Culliford sailed with the pirates through the Caribbean, sacking ships and attacking a town. They went to New York to sell their booty. Mason was granted a letter of marque by Jacob Leisler, then acting governor of New York, and Culliford accompanied the pirates as they ransacked and laid waste two French Canadian towns. The pirates also captured a French frigate named L'Esperance. Mason granted this ship to Culliford, who renamed it the Horne Frigate, Culliford's first pirate command. However, the pirates lost most of their booty when the two ketches they sent to bring their wealth to New York fell into the hands of French privateers. The disappointed Culliford returned to New York with Mason, where they returned aboard a single ship, the Jacob, another captured French vessel, and set sail in December 1690. Culliford served as captain's quartermaster, one of two quartermasters aboard the Jacob.

Culliford and his fellow pirates eventually made their way to India, landing at Mangrol in 1692, where they robbed and abused the local population. The Gujaratis eventually captured Culliford and seventeen of his comrades, and Culliford spent the next four years in a Gujarati prison.

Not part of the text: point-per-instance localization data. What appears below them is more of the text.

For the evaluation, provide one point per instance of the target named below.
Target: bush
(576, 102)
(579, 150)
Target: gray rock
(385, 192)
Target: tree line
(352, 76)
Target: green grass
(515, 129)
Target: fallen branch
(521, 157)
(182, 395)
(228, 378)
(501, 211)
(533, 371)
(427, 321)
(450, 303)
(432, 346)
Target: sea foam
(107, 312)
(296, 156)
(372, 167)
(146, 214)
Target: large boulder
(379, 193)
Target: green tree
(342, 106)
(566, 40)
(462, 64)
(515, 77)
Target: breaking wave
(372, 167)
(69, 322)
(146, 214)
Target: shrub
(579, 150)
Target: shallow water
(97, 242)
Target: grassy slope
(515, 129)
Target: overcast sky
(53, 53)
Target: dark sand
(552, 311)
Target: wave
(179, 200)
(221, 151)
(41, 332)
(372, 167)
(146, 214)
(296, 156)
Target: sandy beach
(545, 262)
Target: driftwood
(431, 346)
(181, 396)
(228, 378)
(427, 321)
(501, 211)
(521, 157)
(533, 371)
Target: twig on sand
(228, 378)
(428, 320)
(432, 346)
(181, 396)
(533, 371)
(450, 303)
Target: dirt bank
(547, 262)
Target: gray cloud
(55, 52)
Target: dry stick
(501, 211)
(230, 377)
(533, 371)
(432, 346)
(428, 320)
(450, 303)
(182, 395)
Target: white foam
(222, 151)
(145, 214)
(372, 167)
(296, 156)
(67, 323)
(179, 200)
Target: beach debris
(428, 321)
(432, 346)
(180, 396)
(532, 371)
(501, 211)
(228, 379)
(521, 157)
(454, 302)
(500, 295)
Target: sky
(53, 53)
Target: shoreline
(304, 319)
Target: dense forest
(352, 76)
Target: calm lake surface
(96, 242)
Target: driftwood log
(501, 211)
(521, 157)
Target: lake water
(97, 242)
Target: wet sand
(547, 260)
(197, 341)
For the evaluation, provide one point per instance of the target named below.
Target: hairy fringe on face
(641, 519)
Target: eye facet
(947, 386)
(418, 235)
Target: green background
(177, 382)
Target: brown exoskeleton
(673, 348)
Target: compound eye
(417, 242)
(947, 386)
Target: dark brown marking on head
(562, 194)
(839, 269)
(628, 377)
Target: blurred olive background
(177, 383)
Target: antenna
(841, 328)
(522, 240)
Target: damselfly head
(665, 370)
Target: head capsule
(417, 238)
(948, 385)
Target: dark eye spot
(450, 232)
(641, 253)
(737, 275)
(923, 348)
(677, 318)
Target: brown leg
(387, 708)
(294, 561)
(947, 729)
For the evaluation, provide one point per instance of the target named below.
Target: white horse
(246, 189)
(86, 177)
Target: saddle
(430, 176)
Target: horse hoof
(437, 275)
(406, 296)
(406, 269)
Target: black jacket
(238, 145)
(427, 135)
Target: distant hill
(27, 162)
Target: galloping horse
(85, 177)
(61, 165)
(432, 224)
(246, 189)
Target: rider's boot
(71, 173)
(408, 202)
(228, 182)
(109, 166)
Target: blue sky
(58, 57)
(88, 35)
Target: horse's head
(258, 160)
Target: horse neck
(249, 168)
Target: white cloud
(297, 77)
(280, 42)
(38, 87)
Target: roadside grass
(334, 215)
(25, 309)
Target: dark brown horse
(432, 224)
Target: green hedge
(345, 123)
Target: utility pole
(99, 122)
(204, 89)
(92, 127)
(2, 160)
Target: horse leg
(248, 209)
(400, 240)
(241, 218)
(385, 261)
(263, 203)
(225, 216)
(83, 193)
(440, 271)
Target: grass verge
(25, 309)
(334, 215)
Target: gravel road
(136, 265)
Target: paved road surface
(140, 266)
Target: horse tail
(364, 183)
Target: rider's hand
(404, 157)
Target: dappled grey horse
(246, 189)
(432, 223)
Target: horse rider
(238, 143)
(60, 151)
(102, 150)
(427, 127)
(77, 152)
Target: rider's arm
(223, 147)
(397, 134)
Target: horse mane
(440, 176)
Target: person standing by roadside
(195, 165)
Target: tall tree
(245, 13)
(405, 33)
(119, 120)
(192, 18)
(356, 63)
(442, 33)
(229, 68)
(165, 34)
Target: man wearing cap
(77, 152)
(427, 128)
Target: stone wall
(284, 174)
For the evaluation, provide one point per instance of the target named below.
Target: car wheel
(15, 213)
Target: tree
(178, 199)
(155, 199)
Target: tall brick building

==Escape and new adventures==
In the spring of 1696, Culliford and some of his comrades escaped and made their way to Bombay, where they signed aboard the East India Company ketch Josiah. In Madras they commandeered the ship, returned to piracy, and sailed for the Bay of Bengal.

Near the Nicobar Islands, the crew retook the ship and marooned Culliford. He was rescued by Ralph Stout, captain of the Mocha. When Stout was killed in 1697, Culliford became captain, briefly sailing alongside the Charming Mary (formerly captained by Richard Glover, then Richard Bobbington, and later John Ireland). Cullingford then pursued the British ship Dorill, but the Dorill opened fire and severed the Mochas mainmast. Culliford retreated to St. Mary's Island (Île Sainte-Marie) off eastern Madagascar, plundering ships along the way. At Saint Mary's, Culliford plundered a French ship with £2,000 worth of cargo.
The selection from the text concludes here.